To put these numbers in perspective, there was a combined total of about 100-120 sport diving fatalities per year on average in the United States, Canada, United Kingdom and Europe over the same period, which represents a large percentage of the worldwide sport diving market. (No one keeps worldwide diving fatality statistics.) On that basis, rebreather fatalities represent about 15 percent of the total each year.



But now consider that there are as many as 1-1.2 million active scuba divers in the United States alone, according to a 2007 analysis by Undercurrent (again there are no hard numbers) but likely no more than 10-15,000 rebreather divers worldwide. This would suggest that the fatality rate for rebreather diving is significantly higher than its open-circuit counterpart.



In 2011, Australian hyperbaric physician Dr Andrew Fock, an accomplished rebreather diver himself, set out to estimate the actual risk of rebreather diving by collecting and analysing data from the DAN, DAN-Asia Pacific, BSAC, Deep Life and Rebreather World databases. “They’re really best guest numbers,” explained Fock, who presented his findings last year at Rebreather Forum 3.0 in Orlando, Florida. “There are errors and incomplete data. We know the number of fatalities but no one knows how many rebreathers are in the field, the number of rebreather divers or how many dives they made.” In other words, we know the number of incidents but not the relevant denominator.



Fock’s conclusions? Rebreather diving may currently be as much as 8-10 times more risky than open circuit diving with a corresponding estimated incident rate of about 4 deaths/100,000 dives compared to a rate of .5 deaths/100,000 dives for scuba overall. Of course, some portion of this risk, is due to the fact that to date rebreathers have been primarily used to conduct deeper and longer “technical” dives. However, with scant data there is no way to quantify this extra risk.

Apples vs oranges?

It should also be considered, that historically fatality rates are often disproportionately high in the early phases of many “civilian” adventure sports such as flying small aircraft and hang gliding until participants are able create suitable safety paradigms; early technical diving is a case in point.
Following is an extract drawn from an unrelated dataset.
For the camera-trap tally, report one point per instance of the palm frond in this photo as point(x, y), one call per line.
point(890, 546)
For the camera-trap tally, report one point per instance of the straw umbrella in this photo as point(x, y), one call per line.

Using Fock’s analysis to compare rebreather diving to other adventure sports, diving a rebreather is an order of magnitude less risky than base jumping at 43 deaths/100,000 jumps, but risker than sky diving at .99, hang gliding at .86 and horseback riding at .57.

Exploding heads

Statistics like this make defence attorneys’ heads explode. “Plaintiffs talk about safety statistics and try to use them to argue their case,” said David Concannon, who represents the Rebreather Education and Safety Association (RESA). “But they’re based on faulty statistical assumptions because we don’t know the denominator.



Concannon, a diver and ex-pilot who describes himself as “CCR Diver Zero” and consequently dives open circuit (“I’m 46, thick in the middle, only in the water 12-20 times a year, and I don’t take care of my equipment), won three of the five lawsuits that have been filed to date against manufacturers and agencies, and settled a third for nuisance value [one other suit is pending].